With many of the once-young activists now in their sixties, the recent fiftieth anniversaries of many of the significant campaigns where young people were very active in the Movement including the Birmingham, Freedom Summer, and Selma campaigns, have marked great opportunities to gather new insights from these younger participants who are still living. As one example, four of the five “youthful freedom riders” that Burrow mentions — Bernard Lafayette, John Lewis, C.T. Vivian, and James Lawson — are still alive and could have likely provided different insights based on specific questions related to their youthfulness in the Movement. These anniversary celebrations have also often included many contemporary young activists who have organized in the wake of the murders of Trayvon Martin, Renisha McBride, Michael Brown, and so many others, to challenge the injustices they face with police and state violence against Black and Brown bodies, a school prison pipeline, economic disparities, and more. In response to the tragedies being faced daily, young people have formed new organizations that fight for justice under banners such as Dream Defenders, the Ohio Student Association, Black Lives Matter, Hands Up United, and Campaign Zero. It is important that ways are found to bridge the generations so that previously successful strategies of the 1950s and 1960s might be updated for application within contemporary social structures.

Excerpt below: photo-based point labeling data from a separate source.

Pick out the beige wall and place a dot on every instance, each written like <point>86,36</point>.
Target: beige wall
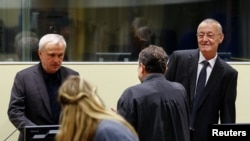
<point>111,79</point>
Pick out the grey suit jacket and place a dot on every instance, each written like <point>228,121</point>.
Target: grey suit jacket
<point>218,99</point>
<point>29,101</point>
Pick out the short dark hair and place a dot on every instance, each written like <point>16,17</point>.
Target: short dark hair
<point>154,58</point>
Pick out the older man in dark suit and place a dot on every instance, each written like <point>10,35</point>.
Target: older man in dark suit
<point>157,108</point>
<point>217,99</point>
<point>34,93</point>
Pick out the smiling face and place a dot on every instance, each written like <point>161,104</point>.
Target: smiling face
<point>209,36</point>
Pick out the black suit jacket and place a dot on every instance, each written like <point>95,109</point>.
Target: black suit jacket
<point>29,102</point>
<point>157,109</point>
<point>218,99</point>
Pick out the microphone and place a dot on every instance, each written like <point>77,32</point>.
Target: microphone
<point>11,134</point>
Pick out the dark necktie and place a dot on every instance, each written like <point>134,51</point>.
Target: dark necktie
<point>200,86</point>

Leadership from young people in social justice movements takes various forms. During the Civil Rights Movement, it may have involved quietly organizing a signal to leave and then having the boldness to be one of the first ones to climb out of high school windows in defiance of the school administrators’ directives not to participate in marches. Today, leadership may look like using social media as a tool for both organizing and socio-political messaging. We are not able to determine from this book if youthful activism shapes long-term activist engagement as adults. Today, like in the past, there are many young people who have a desire to do the work to help ensure their own freedom. The “leader-full” movements today do not organize around a single national leader like Martin Luther King, Jr. but instead focus on a number of issues that fall under banners such as #BlackLivesMatter, #NotOneDime, or #SayHerName. One of the challenges of the social media activism today is the ease with which one can join a protest from the safety of one’s smart phone in a way that may be considered a fad versus the physical commitment that young people made in the past. While there are some similarities with core organizing and activist principles from the 1960s, there are also some significant differences that should be explored today.

The Civil Rights Movement would not have been the same without the impact of young people in Birmingham, Selma, the Mississippi Delta, and many other areas. A Child Shall Lead Them identifies important civil rights campaigns where young people’s participation was important. While it does not explore narratives such as that of Carolyn Daniels who was led into civil rights activism by her teenaged son, it does open the possibility for additional research to determine young people’s influence in the Movement. Similar to other critical times in the history of humanity, today we have an ongoing need to have young people boldly leading and working to create a more just world in which we can all live — may they be inspired by the activism of those who have come before them, and leave a strong legacy for those who will come after them.